A busy doctor would not have the time to tend to a garden like that, though. So assuming this was where Dr. Hasan lived—and Rahim thought it probable, given the poor state of the adjacent buildings and the assumption that Dr. Hasan would not stoop to living in anything less than a small castle—the likelihood that he was living alone was slim. Indeed, the plastic slide in the courtyard suggested a child, or perhaps several, still lived with him.
Which in turn suggested the presence of a wife.
And why would Dr. Hasan’s wife and children not be living with him? It was true that most people of means had fled the city, but the doctor had chosen to play the role of a martyr, and the wife of a such great man would never abandon him. Unlike Rahim’s own wife, wh
o had fled to Lebanon.
Rahim spoke with a clerk at the property registry office, impressing upon him the urgency of his request, and that the Military Intelligence Directorate would not look kindly upon excessive delays. A mere four hours later, he learned that the house in question was still listed as being owned by a man who had allegedly purchased it in 1982 and whose name meant nothing to Rahim. He ordered the clerk to research the matter further, and learned that in 2010, a bill of sale had been signed and money exchanged. The sale had been noted, but the transfer from one owner to another had not been recorded due to unresolved claims against the title.
The names of the purchasers listed on the copy of the bill of sale agreement were Dr. Samir Hasan and Tahira Hasan.
The fact that Dr. Hasan had seen fit to give a woman equal property rights only confirmed Rahim’s dismal opinion of his character.
The interrogation report he submitted later that day to be reviewed by a targeting committee was marked as urgent and, along with the precise GPS coordinates of Dr. Hasan’s home, contained the following passage:
Aerial photographs of residence reveal presence of armed militants. Al-Nusra Front intrusion into al-Jalloum district suspected. Much of inner courtyard intentionally shielded from view, suggesting presence of high-value targets. Immediate action recommended.
Rahim knew the regime and the Russians were hungry for targets. And while the M2 had been bombed early in the war and again in 2015—and Rahim would certainly advocate for a strike now—it had a maternity ward, so the decision whether to strike it again would be a political one, made at the highest levels.

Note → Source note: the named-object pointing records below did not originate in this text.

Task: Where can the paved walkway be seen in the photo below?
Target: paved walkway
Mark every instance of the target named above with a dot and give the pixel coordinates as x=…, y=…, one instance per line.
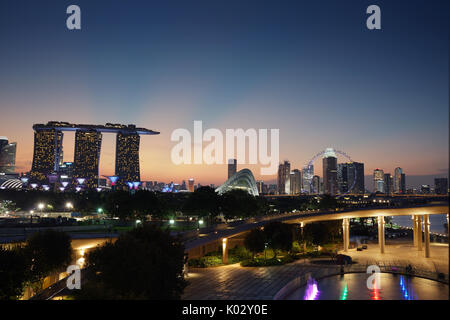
x=262, y=283
x=402, y=253
x=235, y=282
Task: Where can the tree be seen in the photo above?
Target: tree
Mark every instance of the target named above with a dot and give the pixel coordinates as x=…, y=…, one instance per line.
x=254, y=241
x=145, y=263
x=203, y=202
x=279, y=236
x=13, y=273
x=48, y=251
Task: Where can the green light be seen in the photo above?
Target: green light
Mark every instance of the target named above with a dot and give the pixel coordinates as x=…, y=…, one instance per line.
x=344, y=293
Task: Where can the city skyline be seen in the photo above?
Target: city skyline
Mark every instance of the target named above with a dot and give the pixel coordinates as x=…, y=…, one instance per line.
x=320, y=77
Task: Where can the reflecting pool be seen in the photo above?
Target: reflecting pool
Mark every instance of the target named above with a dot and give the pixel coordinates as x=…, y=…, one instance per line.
x=354, y=286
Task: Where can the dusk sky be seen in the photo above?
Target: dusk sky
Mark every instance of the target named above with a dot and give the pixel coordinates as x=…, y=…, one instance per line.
x=311, y=69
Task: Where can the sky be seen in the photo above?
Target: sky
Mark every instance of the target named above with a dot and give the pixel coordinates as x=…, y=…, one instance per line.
x=308, y=68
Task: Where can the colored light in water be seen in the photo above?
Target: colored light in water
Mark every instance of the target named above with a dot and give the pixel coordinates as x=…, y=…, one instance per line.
x=375, y=293
x=312, y=291
x=113, y=179
x=405, y=292
x=344, y=293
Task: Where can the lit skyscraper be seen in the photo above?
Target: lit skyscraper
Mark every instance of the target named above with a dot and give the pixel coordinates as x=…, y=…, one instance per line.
x=398, y=180
x=295, y=181
x=316, y=185
x=378, y=180
x=191, y=185
x=232, y=167
x=329, y=163
x=307, y=176
x=127, y=157
x=87, y=157
x=7, y=156
x=403, y=183
x=46, y=153
x=388, y=186
x=351, y=177
x=283, y=181
x=342, y=174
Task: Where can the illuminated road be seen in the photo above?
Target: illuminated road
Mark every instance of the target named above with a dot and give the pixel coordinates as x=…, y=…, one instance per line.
x=314, y=217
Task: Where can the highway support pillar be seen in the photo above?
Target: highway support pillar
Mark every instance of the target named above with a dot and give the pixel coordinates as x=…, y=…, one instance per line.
x=224, y=251
x=419, y=233
x=381, y=238
x=426, y=226
x=415, y=233
x=346, y=233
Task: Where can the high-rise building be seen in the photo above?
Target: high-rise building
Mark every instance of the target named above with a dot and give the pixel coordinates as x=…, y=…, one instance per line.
x=295, y=181
x=46, y=153
x=127, y=157
x=329, y=164
x=232, y=167
x=66, y=170
x=441, y=185
x=316, y=185
x=398, y=180
x=283, y=181
x=260, y=186
x=388, y=185
x=87, y=157
x=351, y=177
x=378, y=180
x=307, y=176
x=425, y=189
x=191, y=186
x=7, y=156
x=403, y=183
x=342, y=174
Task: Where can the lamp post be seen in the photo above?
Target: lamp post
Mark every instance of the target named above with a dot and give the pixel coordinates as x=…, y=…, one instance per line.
x=41, y=207
x=69, y=205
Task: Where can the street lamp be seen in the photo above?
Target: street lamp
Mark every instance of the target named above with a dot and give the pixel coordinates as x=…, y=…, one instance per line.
x=69, y=205
x=265, y=247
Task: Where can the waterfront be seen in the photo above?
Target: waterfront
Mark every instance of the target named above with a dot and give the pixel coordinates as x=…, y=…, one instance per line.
x=436, y=222
x=353, y=286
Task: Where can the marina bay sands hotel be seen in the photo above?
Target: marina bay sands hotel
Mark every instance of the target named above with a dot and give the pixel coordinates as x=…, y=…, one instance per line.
x=48, y=143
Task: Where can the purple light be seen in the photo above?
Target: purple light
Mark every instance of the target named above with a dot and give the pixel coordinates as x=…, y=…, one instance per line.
x=136, y=185
x=312, y=291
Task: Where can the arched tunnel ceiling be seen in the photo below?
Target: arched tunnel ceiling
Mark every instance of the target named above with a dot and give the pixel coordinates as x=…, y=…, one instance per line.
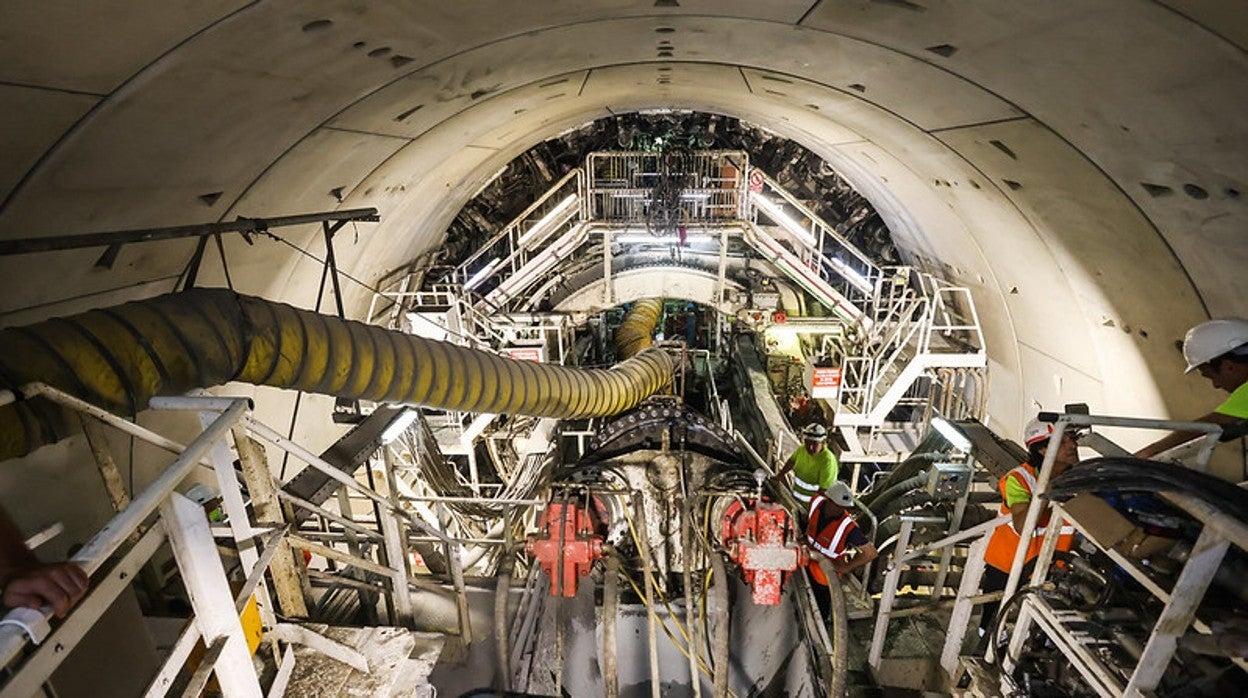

But a private residence? To add that to the targeteers’ list would be an easy affair.
chapter 51
Rebel-held Aleppo
On the morning of July 15, Hannah woke at dawn, made breakfast for the children and the eleven overflow patients from the M2 who were staying at Beit Qarah, then left the house pushing a wheelbarrow, intending to pick up a shipment of Mercy Corp food baskets by the Qinnasrin Gate.